7. Debugging

Note that the usefulness and accuracy of the information within any debugger depends on your compilation options. If you have optimisation switched on then you may find that the line numbers listed in the debugging information do not correspond with the statements in your source code file. For debugging code we always recommend that you compile with optimisation switched off and the -g flag enabled to provide the most accurate information.

7.1 Available Debuggers

The Cray XE system comes with a number of tools to aid in debugging your program. HECToR has Cray ATP, Totalview, DDT and lgdb installed.

7.2 Totalview

Cray XE Totalview provides source-level debugging of Fortran, C, and C++ code compiled by the Cray, PGI and GNU compilers. The debugging tool provide both a command line interface and a Motif-based GUI. It supports MPI message queue display and watchpoints.

7.2.1 Example, Debugging an MPI application

The following example shows how to invoke Totalview to debug an MPI code.

  • Start an X-server on your local machine (if you need to).
  • Login to system using ssh -Y to enable X-windows forwarding.
  • Compile your code with -g option. Your code and executable must be in the "work" directory
  • Submit the Totalview job to the batch system and leave the terminal you submitted the job from open. Below is an example Totalview job submission script.
#!/bin/sh
#PBS -A your_budget_account
#PBS -l walltime=00:05:00
#PBS -v DISPLAY
#PBS -l mppwidth=64
#PBS -l mppnppn=32

# Make sure any symbolic links are resolved to absolute path
export PBS_O_WORKDIR=$(readlink -f $PBS_O_WORKDIR)

cd $PBS_O_WORKDIR

totalview aprun -a -b -a xt -n 64 -N 32 /work/.../myprog.x 
  • When the job starts, the following dialogue will be displayed - click 'OK':

./images/totalview_ss1.png

  • An empty Totalview debugging will be displayed - click 'Go' to start the program:

./images/totalview_ss2.png

  • The following dialogue will be displayed - click 'Yes' to begin debugging

./images/totalview_ss3.png

  • The Totalview debugging window will be displayed with your source code in the middle window. The top-right frame shows the current call tree and the top-left frame shows the current values of defined variables.

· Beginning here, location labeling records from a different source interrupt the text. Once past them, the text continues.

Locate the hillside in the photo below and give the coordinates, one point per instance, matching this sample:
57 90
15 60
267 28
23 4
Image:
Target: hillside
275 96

./images/totalview_ss4.png

  • To add a breakpoint at a particular subroutine or function select 'Debug -> Breakpoint -> At Location…' and enter the name of the subroutine or function and click 'OK':

./images/totalview_ss5.png

  • Click 'Go' in the Totalview debugging window and the program will run until the named routine is reached:

./images/totalview_ss6.png

  • You can add further breakpoints by scrolling through the source and clicking on the line number to the left of the source code.

7.2.2 Example: Using Totalview to debug a core file

To generate core files you just need your working directory to be in the "work" filesystem, and have the line:

ulimit -c unlimited

in your batch script. Unfortunately the option to tag core files with the process ID is not enabled so if more then one processor dumps core then the core files will overwrite each other.

To use the Totalview GUI to debug a core file, follow these steps.

Start an X Server on your local machine and login to HECToR using the '-Y' option to ssh. Launch Totalview :

totalview

The ''New Program window displays.

Click the down arrow on the field showing Start a new process, and from the drop-down list select "Open a core file". The Program and Core file fields display.

In the Program field, enter the name of the program you wish to debug. In the Core file field, enter the name of the core file produced by this program. If necessary, use the Browse functions to find and select the files.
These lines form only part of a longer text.